If one could recycle a 1 m2 panel for only $3 – it”ll be wonderful.
It’s important to note federal regulations (RCRA) require a waste determination prior to landfill disposal. The solar modules must be non-hazardous (e.g. under the EPA’s regulated levels on toxic metals), or they’re precluded from being treated as solid waste. We perform chemical analysis (TCLP) on every module we receive and have yet to document—we find more than 2/3 of all solar modules to be legally hazardous due to elevated levels of lead or silver preventing them from being *legally* landfilled. Most ignore this, improperly dispose of the modules, and put themselves at risk of Superfund liability under RCRA and CERCLA.
This article is not well researched.
There is a European company that developed a machine to disassemble and sort solar panels effortlessly.
Are Americans prying them apart with a chisel and hammer?
The “effortless” magic product you have in mind is a protoype. Not in commercial use. We’re all having a hard year, so I’ll tolerate your rudeness in those other comments.
There’s more to the cost than machinery’s processing capability. We achieved a higher throughput developing our own methodology. Much of the cost is in labor, machinery and its maintenance, storage space, insurance, etc. In an ideal world artificial intelligence (i.e. robots) would automate the entire process; will a robot climb into a 53′ trailer where modules are strewn due to poor packaging, and securely re-palletize them for storage? I guess we’ll have to wait and see how that technology matures.
Eric, the “effortless machine” is a real working machine and not only a prototype as you said. We just miss to have good policy and regulation about dismantling and to recognize the right fees to recycling companies that do the investment. Nobody will install and run the technology if they are not sure to be paid back!
Another option to deal with the waste is to invest in a secondary solar market through reuse. There are millions of used, unwanted, stranded, overstock solar panels just sitting in yards and warehouses around the world.
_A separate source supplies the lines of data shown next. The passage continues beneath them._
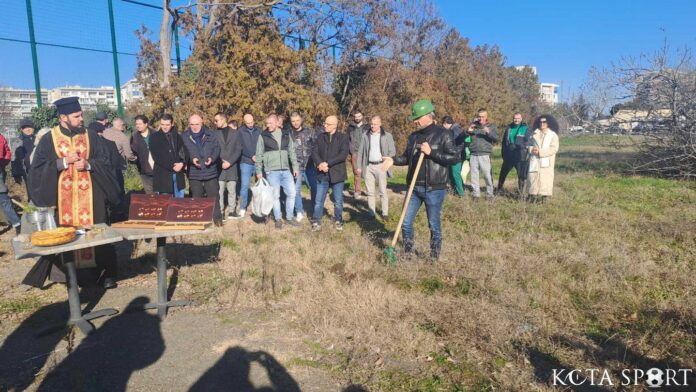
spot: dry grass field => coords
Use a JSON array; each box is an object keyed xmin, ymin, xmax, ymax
[{"xmin": 0, "ymin": 136, "xmax": 696, "ymax": 391}]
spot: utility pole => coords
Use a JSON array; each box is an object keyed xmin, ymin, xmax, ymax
[
  {"xmin": 173, "ymin": 10, "xmax": 181, "ymax": 76},
  {"xmin": 27, "ymin": 0, "xmax": 43, "ymax": 108},
  {"xmin": 109, "ymin": 0, "xmax": 123, "ymax": 118}
]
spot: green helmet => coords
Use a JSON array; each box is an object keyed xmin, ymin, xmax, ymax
[{"xmin": 409, "ymin": 99, "xmax": 435, "ymax": 121}]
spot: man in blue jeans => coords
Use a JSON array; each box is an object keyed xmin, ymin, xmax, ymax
[
  {"xmin": 290, "ymin": 112, "xmax": 317, "ymax": 222},
  {"xmin": 256, "ymin": 114, "xmax": 300, "ymax": 229},
  {"xmin": 239, "ymin": 113, "xmax": 261, "ymax": 218},
  {"xmin": 394, "ymin": 99, "xmax": 460, "ymax": 261},
  {"xmin": 312, "ymin": 116, "xmax": 350, "ymax": 231}
]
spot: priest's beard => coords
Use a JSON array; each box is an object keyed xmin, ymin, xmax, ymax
[{"xmin": 60, "ymin": 121, "xmax": 85, "ymax": 133}]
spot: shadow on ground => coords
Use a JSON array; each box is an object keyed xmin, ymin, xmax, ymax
[{"xmin": 189, "ymin": 346, "xmax": 300, "ymax": 392}]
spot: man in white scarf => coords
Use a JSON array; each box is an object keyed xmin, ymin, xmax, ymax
[{"xmin": 527, "ymin": 117, "xmax": 558, "ymax": 201}]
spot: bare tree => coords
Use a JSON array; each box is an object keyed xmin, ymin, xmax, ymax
[{"xmin": 590, "ymin": 43, "xmax": 696, "ymax": 179}]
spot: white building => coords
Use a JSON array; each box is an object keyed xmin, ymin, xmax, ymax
[
  {"xmin": 0, "ymin": 87, "xmax": 50, "ymax": 129},
  {"xmin": 515, "ymin": 65, "xmax": 536, "ymax": 76},
  {"xmin": 539, "ymin": 83, "xmax": 558, "ymax": 106},
  {"xmin": 121, "ymin": 78, "xmax": 143, "ymax": 104},
  {"xmin": 48, "ymin": 86, "xmax": 116, "ymax": 110}
]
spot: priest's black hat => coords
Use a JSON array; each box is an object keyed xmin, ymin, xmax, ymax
[
  {"xmin": 19, "ymin": 118, "xmax": 35, "ymax": 129},
  {"xmin": 53, "ymin": 97, "xmax": 82, "ymax": 115}
]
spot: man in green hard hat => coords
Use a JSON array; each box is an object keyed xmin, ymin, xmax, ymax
[{"xmin": 394, "ymin": 99, "xmax": 460, "ymax": 261}]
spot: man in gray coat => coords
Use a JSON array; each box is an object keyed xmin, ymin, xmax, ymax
[
  {"xmin": 357, "ymin": 116, "xmax": 396, "ymax": 222},
  {"xmin": 213, "ymin": 113, "xmax": 242, "ymax": 219},
  {"xmin": 466, "ymin": 109, "xmax": 498, "ymax": 200}
]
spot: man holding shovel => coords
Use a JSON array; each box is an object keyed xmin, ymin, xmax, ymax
[{"xmin": 392, "ymin": 99, "xmax": 460, "ymax": 261}]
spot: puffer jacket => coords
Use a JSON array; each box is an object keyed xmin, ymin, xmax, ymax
[
  {"xmin": 346, "ymin": 122, "xmax": 370, "ymax": 154},
  {"xmin": 501, "ymin": 123, "xmax": 533, "ymax": 162},
  {"xmin": 394, "ymin": 123, "xmax": 461, "ymax": 190},
  {"xmin": 289, "ymin": 126, "xmax": 315, "ymax": 170}
]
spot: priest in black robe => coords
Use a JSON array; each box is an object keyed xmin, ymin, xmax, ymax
[{"xmin": 25, "ymin": 97, "xmax": 121, "ymax": 288}]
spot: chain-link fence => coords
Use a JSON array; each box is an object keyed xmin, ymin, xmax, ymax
[{"xmin": 0, "ymin": 0, "xmax": 190, "ymax": 126}]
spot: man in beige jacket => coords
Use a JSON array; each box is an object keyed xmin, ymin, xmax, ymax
[{"xmin": 527, "ymin": 116, "xmax": 558, "ymax": 202}]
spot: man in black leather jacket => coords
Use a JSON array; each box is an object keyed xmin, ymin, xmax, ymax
[{"xmin": 394, "ymin": 99, "xmax": 460, "ymax": 261}]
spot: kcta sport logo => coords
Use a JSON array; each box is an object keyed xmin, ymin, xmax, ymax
[{"xmin": 551, "ymin": 368, "xmax": 693, "ymax": 388}]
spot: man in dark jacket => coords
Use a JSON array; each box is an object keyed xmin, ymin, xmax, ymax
[
  {"xmin": 290, "ymin": 112, "xmax": 317, "ymax": 222},
  {"xmin": 466, "ymin": 109, "xmax": 498, "ymax": 200},
  {"xmin": 312, "ymin": 116, "xmax": 350, "ymax": 231},
  {"xmin": 442, "ymin": 116, "xmax": 466, "ymax": 197},
  {"xmin": 150, "ymin": 113, "xmax": 188, "ymax": 198},
  {"xmin": 394, "ymin": 99, "xmax": 460, "ymax": 261},
  {"xmin": 239, "ymin": 113, "xmax": 261, "ymax": 218},
  {"xmin": 346, "ymin": 110, "xmax": 370, "ymax": 199},
  {"xmin": 498, "ymin": 113, "xmax": 528, "ymax": 194},
  {"xmin": 182, "ymin": 114, "xmax": 222, "ymax": 227},
  {"xmin": 12, "ymin": 118, "xmax": 36, "ymax": 200},
  {"xmin": 131, "ymin": 114, "xmax": 155, "ymax": 195},
  {"xmin": 213, "ymin": 113, "xmax": 242, "ymax": 219},
  {"xmin": 0, "ymin": 133, "xmax": 20, "ymax": 234}
]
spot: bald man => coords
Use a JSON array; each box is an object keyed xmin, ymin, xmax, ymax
[
  {"xmin": 312, "ymin": 116, "xmax": 350, "ymax": 231},
  {"xmin": 181, "ymin": 114, "xmax": 222, "ymax": 226},
  {"xmin": 239, "ymin": 113, "xmax": 261, "ymax": 218}
]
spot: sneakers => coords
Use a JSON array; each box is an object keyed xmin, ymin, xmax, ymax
[
  {"xmin": 102, "ymin": 278, "xmax": 118, "ymax": 290},
  {"xmin": 287, "ymin": 219, "xmax": 302, "ymax": 227}
]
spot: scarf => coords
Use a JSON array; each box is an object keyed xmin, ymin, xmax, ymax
[{"xmin": 508, "ymin": 124, "xmax": 527, "ymax": 144}]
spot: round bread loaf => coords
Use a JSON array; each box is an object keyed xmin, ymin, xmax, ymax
[{"xmin": 31, "ymin": 227, "xmax": 77, "ymax": 246}]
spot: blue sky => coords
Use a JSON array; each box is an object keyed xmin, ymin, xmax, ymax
[
  {"xmin": 435, "ymin": 0, "xmax": 696, "ymax": 100},
  {"xmin": 0, "ymin": 0, "xmax": 696, "ymax": 99}
]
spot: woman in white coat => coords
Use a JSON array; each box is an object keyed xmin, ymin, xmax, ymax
[{"xmin": 527, "ymin": 116, "xmax": 558, "ymax": 201}]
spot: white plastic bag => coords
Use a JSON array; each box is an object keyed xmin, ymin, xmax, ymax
[{"xmin": 251, "ymin": 178, "xmax": 275, "ymax": 218}]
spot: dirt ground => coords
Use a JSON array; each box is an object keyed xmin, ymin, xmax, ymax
[{"xmin": 0, "ymin": 221, "xmax": 342, "ymax": 391}]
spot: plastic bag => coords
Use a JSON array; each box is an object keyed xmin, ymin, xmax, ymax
[{"xmin": 251, "ymin": 178, "xmax": 275, "ymax": 218}]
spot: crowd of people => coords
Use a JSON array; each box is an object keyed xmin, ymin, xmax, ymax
[{"xmin": 0, "ymin": 98, "xmax": 558, "ymax": 266}]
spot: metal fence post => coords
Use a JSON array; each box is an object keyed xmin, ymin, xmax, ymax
[
  {"xmin": 27, "ymin": 0, "xmax": 43, "ymax": 108},
  {"xmin": 170, "ymin": 10, "xmax": 181, "ymax": 76},
  {"xmin": 107, "ymin": 0, "xmax": 123, "ymax": 118}
]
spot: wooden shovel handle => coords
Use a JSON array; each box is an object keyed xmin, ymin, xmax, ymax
[{"xmin": 391, "ymin": 152, "xmax": 425, "ymax": 247}]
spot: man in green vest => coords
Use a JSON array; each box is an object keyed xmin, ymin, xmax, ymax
[{"xmin": 498, "ymin": 113, "xmax": 529, "ymax": 193}]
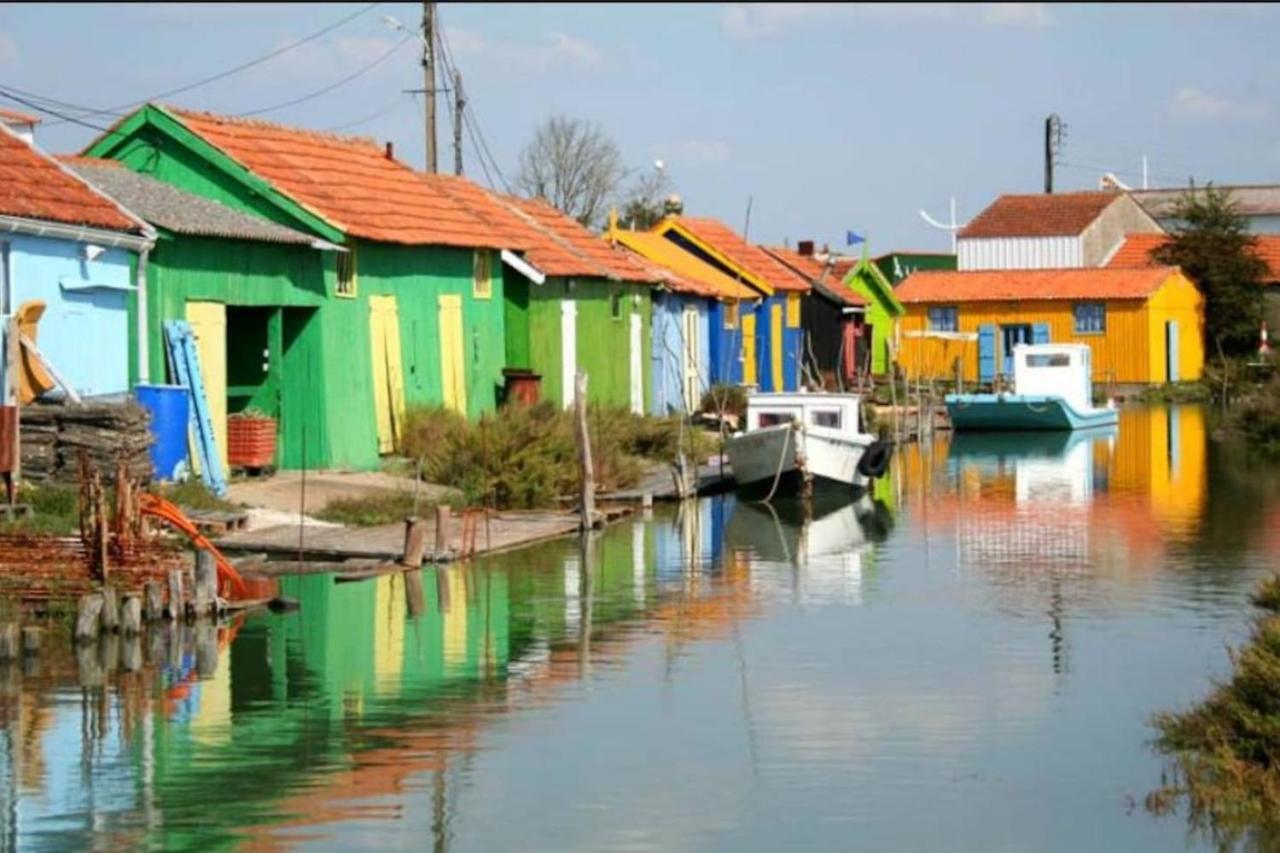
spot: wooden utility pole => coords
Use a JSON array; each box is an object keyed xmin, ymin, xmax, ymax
[
  {"xmin": 453, "ymin": 68, "xmax": 467, "ymax": 174},
  {"xmin": 422, "ymin": 3, "xmax": 440, "ymax": 173}
]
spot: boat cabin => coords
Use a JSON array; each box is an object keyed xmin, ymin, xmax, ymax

Meanwhile there are still millions of people living without electricity. (Same issue with food overstock vs. starvation). It’s a shame.
What would have made this a better article is to put PV waste into context with fossil fuels. What is the ‘toxic’ waste produced by 1GWh from PV vs coal? Also, ‘toxic’ is poorly defined and sensationalistic. To my knowledge, the Pb is the ‘toxic’ element in PV modules. What is the risk posed by a large landfill of modules in a relatively dry area – like the southwest? How much lead (not much lead in a module to begin with) can actually get leached out of the laminate, and over what time frame? Before smearing PV, try to appraise the real risks and trade-offs we face.